Monisha Behal

On April 23, 2021, came the shocking news that a 12-year-old girl in Raha, in Assam’s Nagaon district, had been murdered and her body burnt. The minor girl, who was from the Karbi community and hailed from West Karbi Anglong district near Nagaon, was allegedly killed by the Assamese family with whom she had worked as a maid.

This tragedy, which is far from being an isolated incident, throws a spotlight on a problem that is rampant in this part of Assam. Poverty forces villagers from Karbi Anglong to send their minor children to more urban areas, in Nagaon and elsewhere, as domestic help: this means one mouth less to feed, perhaps some extra income, and the possibility that the family taking in the child will educate her/him (something that is often promised by host families). Living in a village with minimal infrastructure, the parents of this young girl sent her away four years ago in the hope of a better life for their child; in fact, sources say they’ve sent two other daughters to families in Nagaon with this same hope.     

In the absence of studies or surveys of this illegal practice of minors of this region being trafficked for domestic labour, we can only rely on newspaper sources. There are apparently several hundred young girls (and boys, we assume) working as helpers/domestic servants in Nagaon town and neighbouring areas like Raha. Similarly, there have been reports of minors from Meghalaya being sent to the south of India, children of tea workers to Nagaland, and young girls from the plains of Assam to Arunachal Pradesh.
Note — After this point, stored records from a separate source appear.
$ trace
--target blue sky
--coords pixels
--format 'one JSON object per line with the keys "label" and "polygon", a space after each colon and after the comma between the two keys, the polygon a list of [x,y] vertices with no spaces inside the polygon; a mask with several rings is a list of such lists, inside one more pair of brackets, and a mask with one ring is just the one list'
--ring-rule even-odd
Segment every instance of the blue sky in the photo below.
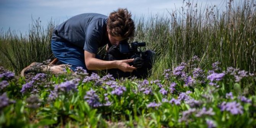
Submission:
{"label": "blue sky", "polygon": [[[236,2],[239,0],[234,0]],[[227,0],[228,1],[229,0]],[[0,29],[10,28],[24,33],[34,19],[40,18],[45,26],[51,19],[60,23],[76,15],[96,13],[108,15],[118,8],[126,8],[133,16],[147,18],[159,14],[168,16],[167,10],[172,12],[182,6],[183,0],[0,0]],[[191,2],[192,1],[190,0]],[[226,0],[194,0],[202,7],[216,5],[225,8]],[[185,2],[187,2],[185,0]]]}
The recent horrific incident needs to be dealt with and the culprits punished. But such trafficking of minors is likely to continue even if the accused, in this incident, are booked by the police, unless we address the contributory factors. Keeping young, vulnerable children as domestic workers is common across North East India. It is important to take a close look at why the movement of young children trafficked into servitude occurs. Even as we strongly call for action against the perpetrators of the recent child murder and for a stop to the trafficking of Karbi girls, it is important to take cognisance of the those families who are using young girls for their domestic chores. The insidious and double standards of our middle class communities must be addressed among themselves with careful introspection.

Karbi Anglong is an Autonomous District Council. The Census data of 2011 shows the population of Karbi Anglong as 1.4 million people of whom 557,214 are literate. With such low levels of education, human resource and productivity levels are low as well, and the lack of infrastructure blocks avenues for the local population to grow economically or even in their social constructs. The youth are also denied access to arts, sports and other progressive interests. While the Council being governed by local people is politically correct and seemingly the right approach, it appears that good governance is lacking. This observation may upset some, but organisations and activists working in the area are aware that the fate of the community is in the hands of a few who allow sand and stone mining and illegal logging to go unchecked, permit small animals to be trapped/killed and sold to nearby states, and encourage women to brew alcohol for ‘business’ and trade their medicinal herbs/plants to unknown agents. These are the glaring facts of the District Council.

We have to think of the current state and future of Karbi Anglong, a district with considerable natural resources. A positive sign is the emergence of youth groups that are addressing the issues of animal–human conflict and crusading against social ills. These groups are working with like-minded organizations dealing with the environment, filmmaking and social development. It is important to synergise these positive forces, and for CSOs, progressive thinkers and the academia to strategise about the development of the Autonomous District Councils in a concerted way.